Example Data #
Public Parquet files hosted at data.pqtool.dev for trying out pq. No
download needed - pq reads remote files lazily, fetching only the bytes it
needs.
Available files #
| File | Rows | Size | Description |
|---|---|---|---|
| orders-10k.parquet | 10,000 | 2 MB | Tiny - instant for any command |
| orders-100k.parquet | 100,000 | 19 MB | Small - good for SQL and jq tutorials |
| orders-100m.parquet | 100,000,000 | 16 GB | Large - demonstrates lazy loading and range requests |
All three files share the same schema: a synthetic e-commerce orders dataset with 30 columns covering a wide range of Parquet types.
Quick start #
# Inspect the schema (fetches only metadata, ~1 KB)
pq schema "https://data.pqtool.dev/orders-10k.parquet"
# Preview rows
pq head "https://data.pqtool.dev/orders-10k.parquet"
# SQL query
pq sql "SELECT status, count(*) n
FROM 'https://data.pqtool.dev/orders-100k.parquet'
GROUP BY status ORDER BY n DESC"
# Count 100 million rows (reads only the footer, ~600 bytes)

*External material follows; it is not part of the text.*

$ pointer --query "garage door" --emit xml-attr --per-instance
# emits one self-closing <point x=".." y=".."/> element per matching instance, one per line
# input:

pq count "https://data.pqtool.dev/orders-100m.parquet"
Schema #
Schema (30 columns):
├── order_id: int64
├── user_id: int32
├── order_date: date32
├── created_at: timestamp(us)
├── updated_at: timestamp(us) (nullable)
├── status: string
├── is_priority: boolean
├── is_returning_customer: boolean
├── subtotal: float64
├── tax_amount: float32
├── discount_pct: float64
├── total_amount: float64
├── currency: string
├── item_count: int16
├── customer_name: string
├── email: string
├── age: int8 (nullable)
├── loyalty_points: uint32 (nullable)
├── weight_kg: decimal128(10,3)
├── session_token: binary(16)
├── shipping_address: struct
│ ├── street: string
│ ├── city: string
│ ├── state: string
│ ├── zip: string
│ └── country: string
├── billing_address: struct (nullable)
│ ├── street: string
│ ├── city: string
│ ├── state: string
│ ├── zip: string
│ └── country: string
├── tags: list<string> (nullable)
├── ratings: list<int8> (nullable)
├── line_items: list<struct>
│ ├── product_id: int32
│ ├── product_name: string
│ ├── quantity: int16
│ ├── unit_price: float64
│ └── category: string
├── payment: struct
│ ├── method: string
│ ├── card_last_four: string (nullable)
│ └── processor_response: struct
│ ├── code: string
│ ├── message: string
│ └── risk_score: float32
├── metadata: map<string, string>
├── notes: string (nullable)
├── referral_source: string (nullable)
└── session_duration_ms: int64
The dataset includes primitives (int, float, bool, string), temporal types
(date, timestamp), nested structs (including 3-level nesting via
payment.processor_response), lists of scalars and structs, maps, decimals,
fixed-size binary, and columns with varying null rates (5%-80%).
Download locally #
If you want a local copy:
curl -Lo orders-10k.parquet https://data.pqtool.dev/orders-10k.parquet
curl -Lo orders-100k.parquet https://data.pqtool.dev/orders-100k.parquet
The 16 GB file is best used remotely via pq's lazy loading - there's no need to download it.